The English brought their pie-making enthusiasm with them to the New World, where hearty pies of deer, rabbit, and wild herbs helped sustain thousands of new arrivals in the perilous fledgling colonies until vegetable crops could be planted. Settlers brought chickens with them to Jamestown in 1607, and the birds multiplied with biblical force. Their tough hearts, gizzards, and livers were chopped, liberally seasoned, and baked in pastry crusts made from flour, water, and lard: a dubious, early American rendition of chicken potpie.

This potpie takes a little time to make but the end result is so delicious and hearty. I baked this in a vintage ironstone china soup tureen for a gorgeous presentation. A 3 quart casserole or souffle dish will work just fine.

The recipe is as follows:

1/3 pound of Puff Pastry

5 T. all-purpose flour, plus more for dusting

5 T. unsalted butter

1 large onion, chopped

3 medium potatoes, peeled and cut into 1" pieces

3 medium carrots, peeled and cut into 1" pieces

12 oz small cremini mushrooms, cleaned & stems trimmed

1/3 cup cognac

2 cups of chicken stock

1 cup of milk

5 cups of poached or roasted chicken, torn into 1" pieces

1 cup shelled green peas

2 T. chopped fresh flat-leaf parsley

2 T. fresh thyme leaves

3 teas. coarse salt

1 teas. freshly ground black pepper

At lease 3 hours before making this, roll out puff pastry on a lightly floured surface to a 3/16" thick square. Place on a baking sheet, wrap tightly with plastic wrap and chill in refrigerator for at least an hour. Remove chilled dough, place on a cutting board. Directly onto the dough, invert a bowl or place a lid that is 2-1/2 to 3 inches larger than the diameter of a 3 qt round casserole or souffle dish. With a sharp knife, cut around the bowl or lid so that you have a circle. Return circle of dough to the baking sheet, wrap tightly with plastic wrap, and chill for at least 2 hours.

Place rack in lower 2/3 portion of the oven and preheat to 425 degrees. In a large heavy-bottom pot, melt butter over medium-high heat. Add onion, potatoes and carrots. Cook, stirring occasionally, until vegetables are fork tender, 10-12 minutes. Add mushroom, cooking until heated through. Add cognac and cook for 30 seconds.

Add flour, and cook, stirring, for 1 minute. Pour in chicken stock and milk. Bring to a simmer, cook until thick and bubbly, stirring constantly, 2 to 3 minutes. Stir in chicken, parsley, thyme, salt & pepper.

Transfer to tureen (casserole or souffle dish) and let cool slightly, about 5 minutes. The filling should just come to the top of the baking dish.

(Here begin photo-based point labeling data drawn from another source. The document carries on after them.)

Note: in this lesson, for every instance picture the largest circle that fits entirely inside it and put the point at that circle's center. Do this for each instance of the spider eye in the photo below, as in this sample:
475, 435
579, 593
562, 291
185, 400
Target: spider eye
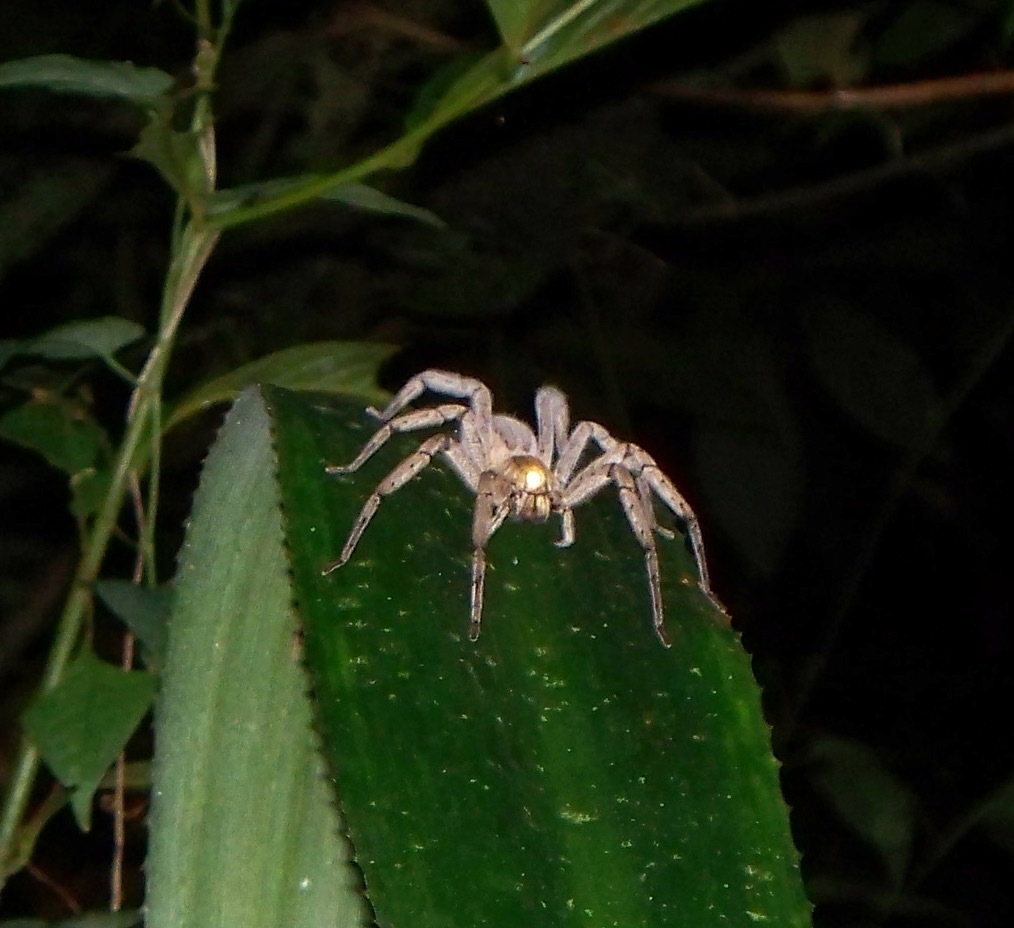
534, 479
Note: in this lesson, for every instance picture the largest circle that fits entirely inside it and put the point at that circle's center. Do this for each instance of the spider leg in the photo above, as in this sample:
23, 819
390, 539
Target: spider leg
409, 422
570, 451
439, 381
644, 488
492, 506
641, 522
393, 481
666, 491
552, 421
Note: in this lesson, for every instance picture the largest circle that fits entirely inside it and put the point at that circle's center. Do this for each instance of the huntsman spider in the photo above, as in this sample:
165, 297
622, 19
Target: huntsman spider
523, 474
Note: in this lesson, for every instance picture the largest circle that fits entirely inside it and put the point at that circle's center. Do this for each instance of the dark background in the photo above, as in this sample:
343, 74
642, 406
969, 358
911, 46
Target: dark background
802, 311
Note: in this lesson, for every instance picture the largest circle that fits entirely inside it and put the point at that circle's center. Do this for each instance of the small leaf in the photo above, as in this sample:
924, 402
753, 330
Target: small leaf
46, 199
924, 28
821, 49
65, 438
98, 338
66, 74
88, 489
876, 377
358, 196
339, 367
81, 724
144, 610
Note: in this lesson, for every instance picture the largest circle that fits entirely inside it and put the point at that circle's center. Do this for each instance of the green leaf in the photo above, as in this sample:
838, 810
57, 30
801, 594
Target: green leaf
565, 769
243, 832
341, 367
144, 610
358, 196
81, 724
546, 33
123, 919
61, 434
877, 378
98, 338
66, 74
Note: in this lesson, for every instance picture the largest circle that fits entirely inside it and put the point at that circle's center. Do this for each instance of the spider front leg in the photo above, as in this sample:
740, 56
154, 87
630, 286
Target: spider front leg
393, 481
653, 477
492, 506
410, 422
642, 523
439, 381
640, 516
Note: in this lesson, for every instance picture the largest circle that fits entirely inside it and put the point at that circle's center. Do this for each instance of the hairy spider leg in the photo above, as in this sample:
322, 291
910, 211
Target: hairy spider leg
552, 421
409, 422
492, 507
393, 481
641, 523
668, 494
570, 451
609, 468
440, 381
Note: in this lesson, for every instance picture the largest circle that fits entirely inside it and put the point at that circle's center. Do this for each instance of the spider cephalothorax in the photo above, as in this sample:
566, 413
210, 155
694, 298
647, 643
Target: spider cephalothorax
515, 472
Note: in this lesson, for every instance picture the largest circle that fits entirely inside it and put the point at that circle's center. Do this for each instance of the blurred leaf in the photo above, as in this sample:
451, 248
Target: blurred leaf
45, 200
870, 800
81, 724
565, 769
173, 154
341, 367
357, 196
752, 483
61, 434
997, 816
144, 610
243, 831
98, 338
926, 27
821, 49
876, 377
88, 489
556, 32
547, 33
128, 918
66, 74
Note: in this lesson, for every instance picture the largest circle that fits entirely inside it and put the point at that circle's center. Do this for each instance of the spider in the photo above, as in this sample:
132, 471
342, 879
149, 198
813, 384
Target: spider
515, 472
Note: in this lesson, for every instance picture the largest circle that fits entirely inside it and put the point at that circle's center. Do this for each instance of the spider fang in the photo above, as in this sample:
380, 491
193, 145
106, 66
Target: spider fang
527, 475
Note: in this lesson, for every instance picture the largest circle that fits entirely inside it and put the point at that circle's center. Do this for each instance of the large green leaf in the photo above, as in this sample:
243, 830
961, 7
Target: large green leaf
565, 769
243, 832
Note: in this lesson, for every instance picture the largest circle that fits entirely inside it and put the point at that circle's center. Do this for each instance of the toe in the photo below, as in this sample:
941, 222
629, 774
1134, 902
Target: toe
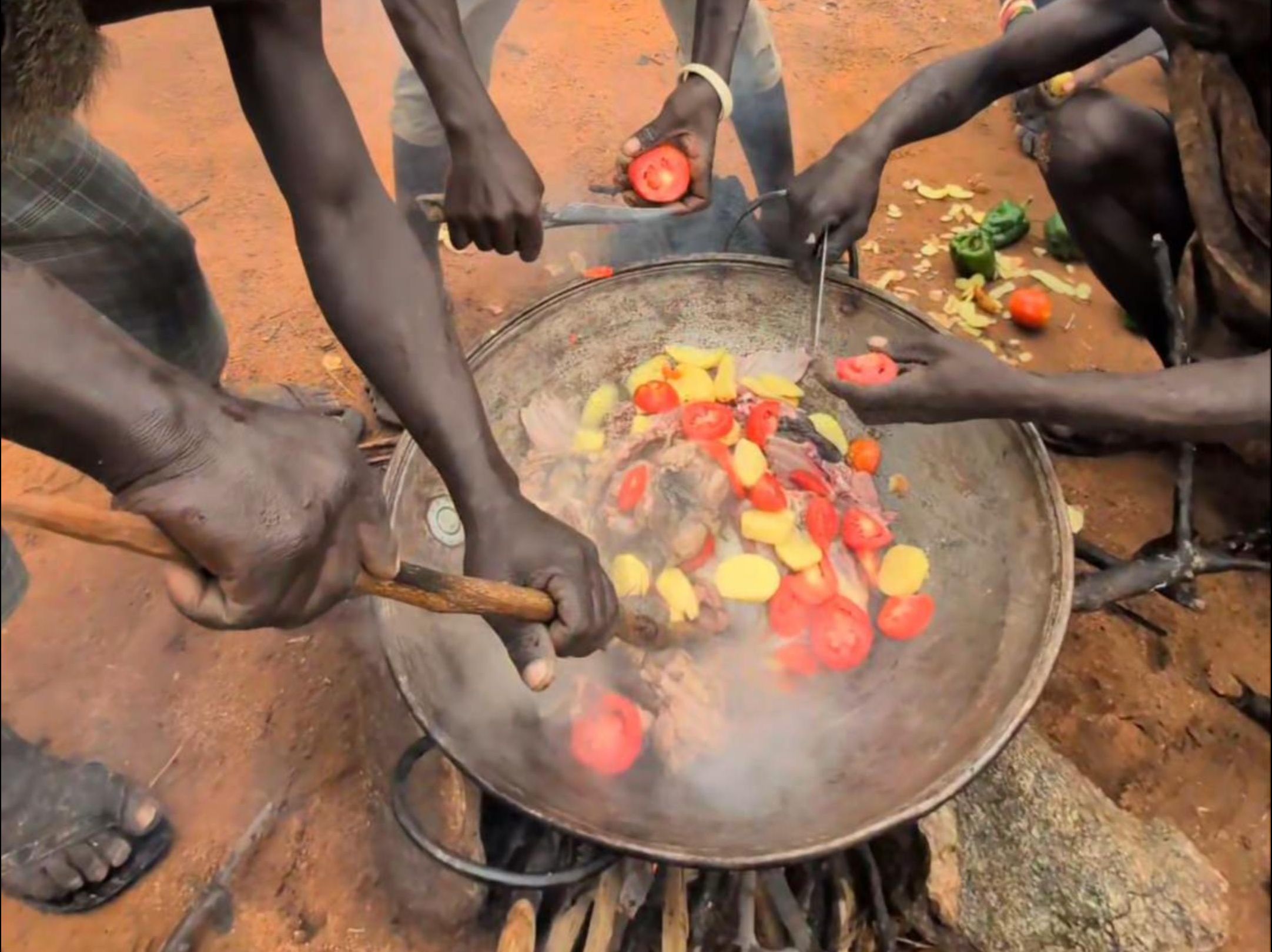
88, 862
142, 814
65, 877
113, 849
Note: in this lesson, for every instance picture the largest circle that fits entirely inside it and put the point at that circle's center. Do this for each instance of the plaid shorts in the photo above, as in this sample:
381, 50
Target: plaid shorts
75, 210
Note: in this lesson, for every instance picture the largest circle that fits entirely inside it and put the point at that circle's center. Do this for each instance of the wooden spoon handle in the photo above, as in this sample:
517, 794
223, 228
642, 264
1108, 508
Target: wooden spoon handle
415, 585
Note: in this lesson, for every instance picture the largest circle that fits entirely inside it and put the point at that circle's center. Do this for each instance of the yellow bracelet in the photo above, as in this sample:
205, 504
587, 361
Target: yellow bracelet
718, 84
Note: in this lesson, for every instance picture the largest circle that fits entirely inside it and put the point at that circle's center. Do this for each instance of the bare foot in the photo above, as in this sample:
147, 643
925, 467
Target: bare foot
74, 834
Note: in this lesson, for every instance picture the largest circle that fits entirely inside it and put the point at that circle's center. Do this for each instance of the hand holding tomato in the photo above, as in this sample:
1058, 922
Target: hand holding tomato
942, 380
688, 122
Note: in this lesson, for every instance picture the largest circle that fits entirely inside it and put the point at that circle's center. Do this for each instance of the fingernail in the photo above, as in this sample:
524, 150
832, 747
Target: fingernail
537, 675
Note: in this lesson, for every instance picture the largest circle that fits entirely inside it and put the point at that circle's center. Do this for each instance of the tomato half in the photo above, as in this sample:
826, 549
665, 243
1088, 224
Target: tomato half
822, 521
632, 488
720, 454
767, 495
661, 176
865, 455
864, 532
705, 555
841, 636
866, 369
906, 615
655, 397
816, 586
812, 482
707, 421
762, 423
788, 615
796, 659
608, 738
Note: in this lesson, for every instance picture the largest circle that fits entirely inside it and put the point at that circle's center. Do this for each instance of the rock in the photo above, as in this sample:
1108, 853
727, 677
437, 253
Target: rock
1047, 863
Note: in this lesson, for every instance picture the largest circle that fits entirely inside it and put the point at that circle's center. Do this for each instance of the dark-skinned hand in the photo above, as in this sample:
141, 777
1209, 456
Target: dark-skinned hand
494, 196
516, 542
943, 380
839, 192
689, 120
276, 508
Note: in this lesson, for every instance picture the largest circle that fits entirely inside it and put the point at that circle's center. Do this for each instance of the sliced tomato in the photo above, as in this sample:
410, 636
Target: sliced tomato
707, 421
705, 555
866, 369
865, 455
655, 397
608, 736
796, 659
632, 488
822, 521
762, 423
767, 495
661, 176
906, 617
811, 481
816, 586
842, 635
720, 454
865, 532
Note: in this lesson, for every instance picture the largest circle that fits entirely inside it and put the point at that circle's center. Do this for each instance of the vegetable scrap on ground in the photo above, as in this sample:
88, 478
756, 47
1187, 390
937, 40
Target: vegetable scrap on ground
724, 511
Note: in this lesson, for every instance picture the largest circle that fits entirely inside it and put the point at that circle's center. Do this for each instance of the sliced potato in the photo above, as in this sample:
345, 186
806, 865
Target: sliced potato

Now make an egg wash by combing 1 large egg, 1 egg yolk and 1 teas. water and whisk together in a small bowl. Remove dough circle from refrigerator, and brush surface evenly with egg wash. Invert dough and place directly over the casserole, pressing lightly to seal overhanging crust to the sides. Brush top surface of dough with egg wash. With a 1/2" large round pastry tip (#7), cut a small circle in the center of the pastry, removing the pastry circle, and insert the pastry tip, narrow side down, into cut-out hole. This allows the steam to vent.

Transfer to a parchment lined baking sheet. Bake for 10 minutes; cover loosely with aluminum foil to prevent crust from burning, and continue baking 25 minutes more. Serve piping hot from the oven!